Bandura’nın öz-yeterlik teorisi, beklenti değeri teorileri olarak anılan ve beklentilerin, davranışsal ve duyuşsal çıktıların birincil belirleyicisi olduğunu savunan geniş bir grup psikolojik teorilerin bir bölümünü oluşturmakta ve kontrolü kaybetmekte, düşük özgüven, düşük başarma motivasyonu ve gelecekteki çıktılar üzerine algısı gibi sonuçların bireylerin bilişsel durumları üzerindeki etkilerini ele almaktadır. Bir başka değişle, öz-yeterlik teorisinde de, bireylerinin beklentilerinin, motivasyon, performans, başarısızlıklar karşısında yaşanan hayal kırıklığını içeren sayısız durumlarda, duyuşsal ve davranışsal reaksiyonların birincil belirleyicisi olduğu söylenebilir.

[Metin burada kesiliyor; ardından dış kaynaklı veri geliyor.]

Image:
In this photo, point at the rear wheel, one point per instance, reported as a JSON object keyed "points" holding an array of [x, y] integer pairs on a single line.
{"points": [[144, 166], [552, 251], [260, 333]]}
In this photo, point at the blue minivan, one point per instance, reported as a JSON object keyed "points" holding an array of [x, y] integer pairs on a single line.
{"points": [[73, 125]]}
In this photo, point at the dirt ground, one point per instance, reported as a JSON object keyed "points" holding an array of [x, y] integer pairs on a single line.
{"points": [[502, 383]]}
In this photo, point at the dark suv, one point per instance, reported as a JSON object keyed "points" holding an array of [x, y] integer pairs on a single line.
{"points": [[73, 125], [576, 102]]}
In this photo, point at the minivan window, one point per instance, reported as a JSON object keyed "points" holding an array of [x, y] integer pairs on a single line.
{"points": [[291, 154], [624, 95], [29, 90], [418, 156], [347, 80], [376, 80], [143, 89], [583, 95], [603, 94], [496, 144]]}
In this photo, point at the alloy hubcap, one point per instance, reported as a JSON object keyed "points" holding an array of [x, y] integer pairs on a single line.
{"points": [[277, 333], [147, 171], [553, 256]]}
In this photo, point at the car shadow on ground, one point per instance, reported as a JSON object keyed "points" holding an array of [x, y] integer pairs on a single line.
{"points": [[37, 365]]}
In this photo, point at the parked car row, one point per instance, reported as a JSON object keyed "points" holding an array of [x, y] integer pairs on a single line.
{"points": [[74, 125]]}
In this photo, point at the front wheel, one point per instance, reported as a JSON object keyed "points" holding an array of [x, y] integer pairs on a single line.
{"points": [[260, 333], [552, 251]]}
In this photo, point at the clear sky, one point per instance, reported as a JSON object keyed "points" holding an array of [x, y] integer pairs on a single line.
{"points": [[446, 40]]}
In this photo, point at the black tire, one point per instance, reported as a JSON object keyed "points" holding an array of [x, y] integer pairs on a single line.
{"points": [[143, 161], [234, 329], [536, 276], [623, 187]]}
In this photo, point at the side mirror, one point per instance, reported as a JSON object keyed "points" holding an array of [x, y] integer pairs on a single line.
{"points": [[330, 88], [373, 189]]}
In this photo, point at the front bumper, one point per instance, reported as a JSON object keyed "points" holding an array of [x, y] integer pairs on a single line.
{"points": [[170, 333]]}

Bandura’ya göre öz-yeterlik inancı, yeteneklerimiz üzerindeki inanca dayanır ve belirli amaçlara ulaşmak için belirli bir davranışı organize etmek ve onu gerçekleştirmek için gereklidir. Öz-yeterlik inancı, birbiri ile etkileşim hâlinde olan başlıca dört bilgi kaynağına dayandırılmaktadır (Bandura, 1977, 1994). Bunlar:

1. Performans Başarıları (Yapılan İşler ve Erişilen Hedefler): Bireyin giriştiği işlerde gösterdiği başarı onun daha sonra benzer işlerde başarılı olacağının göstergesidir.

Dolayısıyla yaşanan başarı ödül etkisi yapmakta ve bireyi gelecekte de benzer davranışlara güdülemektedir.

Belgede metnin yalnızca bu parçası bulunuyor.